Czasami w nowych modelach zupełnie nie rozpoznajesz jego poprzedników. W przypadku Saucony Ride 15 jest podobnie, ale bynajmniej nie oznacza to rozczarowania. Wręcz przeciwnie, piętnasta odsłona tego modelu jest bardziej wszechstronna, komfortowa i dynamiczna niż jakikolwiek poprzedni Ride.
Wsparcie pod stopami
Ale od początku. Kiedy wyjmujesz Ride 15 z pudełka, od razu rzuca się w oczy gruba podeszwa. Wydaje się, że będzie się to przekładać na wyższą wagę buta, ale czujesz zaskoczenie, kiedy tylko bierzesz go do ręki. Testowany egzemplarz (męski w rozmiarze 11 US) waży jedynie 276 gramów, a jego masa do porównania z innymi modelami (czyli w rozmiarze 9 US) to 256 gramów.

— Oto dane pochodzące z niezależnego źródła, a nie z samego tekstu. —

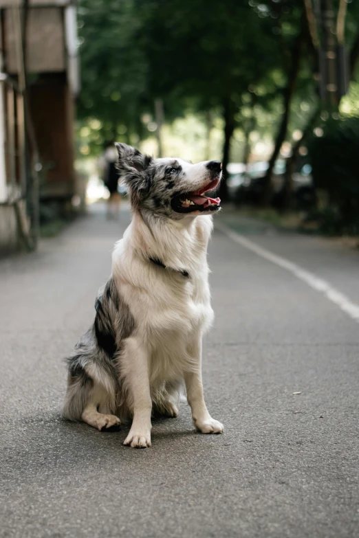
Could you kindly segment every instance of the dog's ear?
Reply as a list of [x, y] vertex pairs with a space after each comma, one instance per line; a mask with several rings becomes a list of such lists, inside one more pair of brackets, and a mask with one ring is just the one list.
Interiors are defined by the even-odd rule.
[[120, 142], [116, 142], [115, 146], [118, 153], [118, 168], [122, 176], [141, 174], [148, 168], [153, 161], [152, 157], [141, 153], [132, 146]]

Tyle ważą niektóre startówki, a przecież to typowy but treningowy.
Wizualne wrażenie bardzo grubej podeszwy bierze się stąd, że jest ona zdecydowanie podniesiona na krawędziach, co nie znaczy, że i tak nie jest grubsza niż w poprzednim modelu. Jest i to o 3 milimetry (pod piętą 35 mm, a pod palcami 27 mm). Podeszwa wewnętrzna to PWRRun+ znana z innych modeli Saucony, ale w Ride 15 ma się wrażenie, jakby wtłoczono w nią dodatkowe bąbelki powietrza. Zakładamy, że to właśnie podeszwa odpowiada głównie z zmniejszenie wagi, a przy tym mocniej kompresuje się przy nacisku i jest bardziej dynamiczna. Tutaj jednak uwaga dotycząca temperatury – podeszwa traci nieco ze swoich zalet przy niskich temperaturach, przy których staje się wyraźnie sztywniejsza i to czuć w czasie biegu.